Photo of Shruthi Gowda

Shruthi Gowda

I'm a PhD candidate in Brain-Inspired Adaptive AI at the Data & AI Cluster at TU Eindhoven, Netherlands. My research focuses on bridging workings in brain with neural networks - leveraging insights from cognitive biases, multi-memory systems, and sparse coding, to design and develop effective and efficient lifelong learning models. I have worked across vision and language modalities, using semantic priors and LLMs to improve transfer and out-of-distribution robustness. I am currently exploring multi-modality and world models to couple perception with predictive modeling and long-horizon adaptation.
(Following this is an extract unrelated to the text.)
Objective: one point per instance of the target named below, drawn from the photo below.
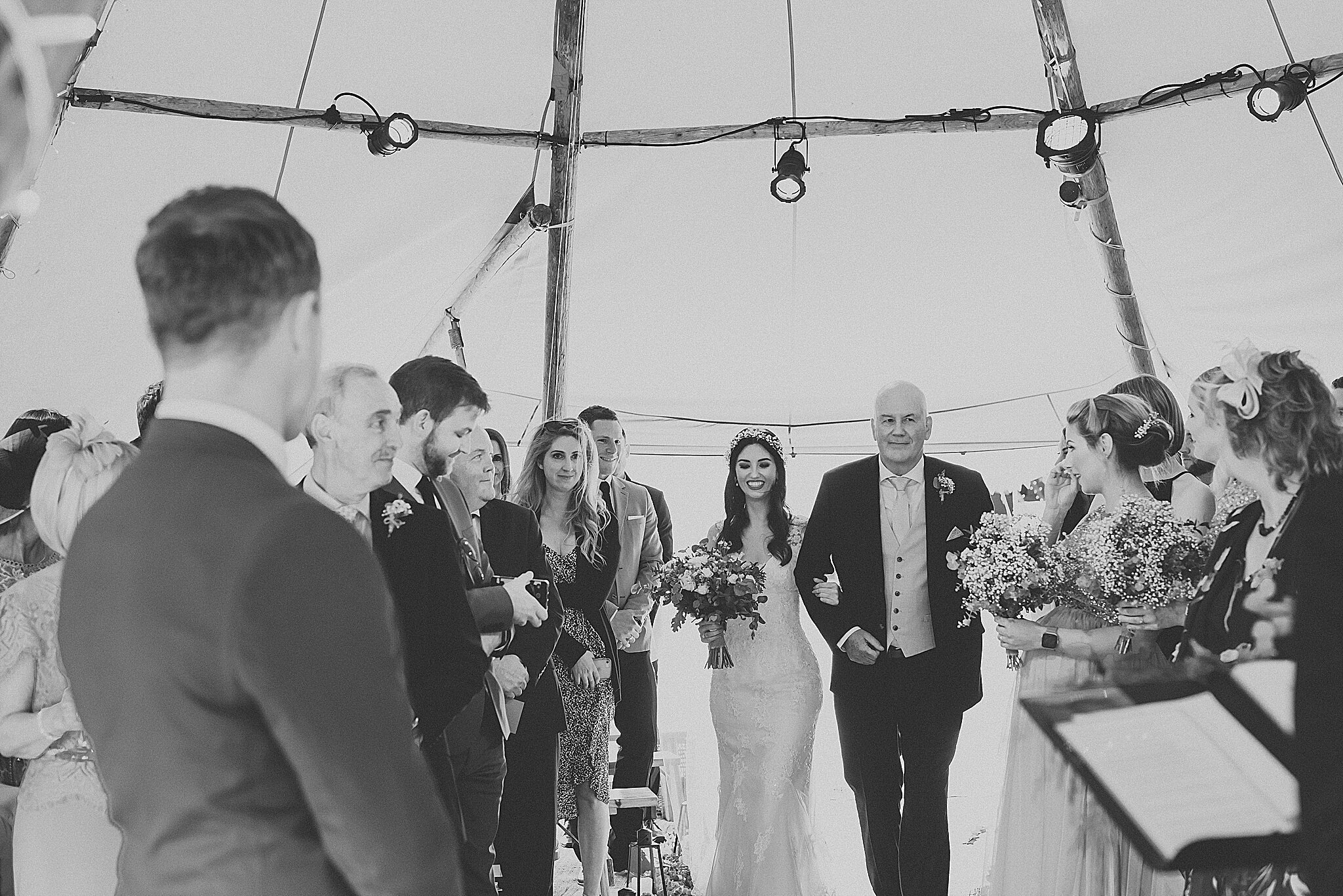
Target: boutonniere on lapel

With 10+ years in industry as AI Research Engineer and Software Engineer, I have built machine learning and embedded software solutions for Autonomous Driving, Quality Inspection, and Healthcare. Combining industry experience with academic curiosity, I’m passionate about developing intelligent systems that are both computationally efficient and grounded in cognitive principles.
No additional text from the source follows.